El abuso de poder de la Ordenanza 2410/2006 extiende sus garras con especial saña hacia las familias y productores de las zonas rurales. Si un particular desea subdividir y vender terrenos en el ámbito rural para subsistir o expandir la comunidad, el municipio le impone un cepo legal absoluto:
  1. La Prohibición de Subdividir: Está prohibido lotear parcelas menores a una hectárea (10.000 metros cuadrados) a menos que el municipio decida, de forma discrecional, declarar el área como "zona urbana", pero luego se debe cumplir con la 2410.
  2. Infraestructura Imposible: En caso de intentar cualquier subdivisión, se le exige al privado colocar tendidos eléctricos con cables nuevos bajo normas vigentes, postes homologados y transformadores propios a su entero costo.
Esta exigencia no solo frena el progreso familiar y la ampliación de viviendas privadas, sino que constituye una flagrante hipocresía estatal. Los vecinos que hace años habitan la zona rural vienen suplicando de manera sistemática a la DPEC que renueve los cableados existentes. Actualmente, el sector rural está sostenido por líneas monofásicas obsoletas cuyo amperaje es totalmente insuficiente: la tensión no alcanza para encender un lavarropas, sostener un calefón eléctrico y mucho menos un aire acondicionado en los días de calor.

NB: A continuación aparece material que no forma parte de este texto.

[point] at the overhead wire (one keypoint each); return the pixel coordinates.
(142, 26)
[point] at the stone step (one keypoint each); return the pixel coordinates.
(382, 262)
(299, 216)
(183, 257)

Tarifas de la Torre Eiffel para un Servicio del Tercer Mundo

El corazón del reclamo popular radica en la estafa tarifaria. Mientras el servicio eléctrico en la zona rural y en los loteos abandonados de El Progreso es digno de un paraje olvidado del tercer mundo, las facturas de la DPEC llegan con montos astronómicos, calculadas como si los vecinos vivieran frente a la mismísima Torre Eiffel en París.
El Estado provincial y municipal se asocian en la recaudación: cobran tarifas premium por un servicio deficiente, no invierten en las redes generales para los ciudadanos que pagan sus impuestos todos los días, pero sí disponen de transformadores, postes y caños troncales de agua inmediatos cuando el que necesita revalorizar un terreno para venderlo es el propio Intendente o su estructura política.

Conclusión: La Responsabilidad de una Misma Gestión

No hay bache ideológico ni cambio de rumbo que justifique este desmadre: José Irigoyen y Verónica Espíndola pertenecen al mismo equipo de gobierno. La transición municipal solo sirvió para perpetuar un modelo donde el municipio actúa como una corporación inmobiliaria privada que asfixia la inversión de los particulares, bloquea el crecimiento rural, recauda con tarifas abusivas y gasta el dinero público de forma selectiva para garantizar sus propios negocios.
Desde La Balanza Rota exigimos que el Concejo Deliberante rompa la obediencia partidaria, audite a dónde van los fondos de las ventas de terrenos y en especial finalmente quien será el dueño de las tres manzanas de El Progreso y derogue las exigencias leoninas de una ordenanza que solo sirve para que el ciudadano común siga viviendo a oscuras mientras paga boletas de primer mundo.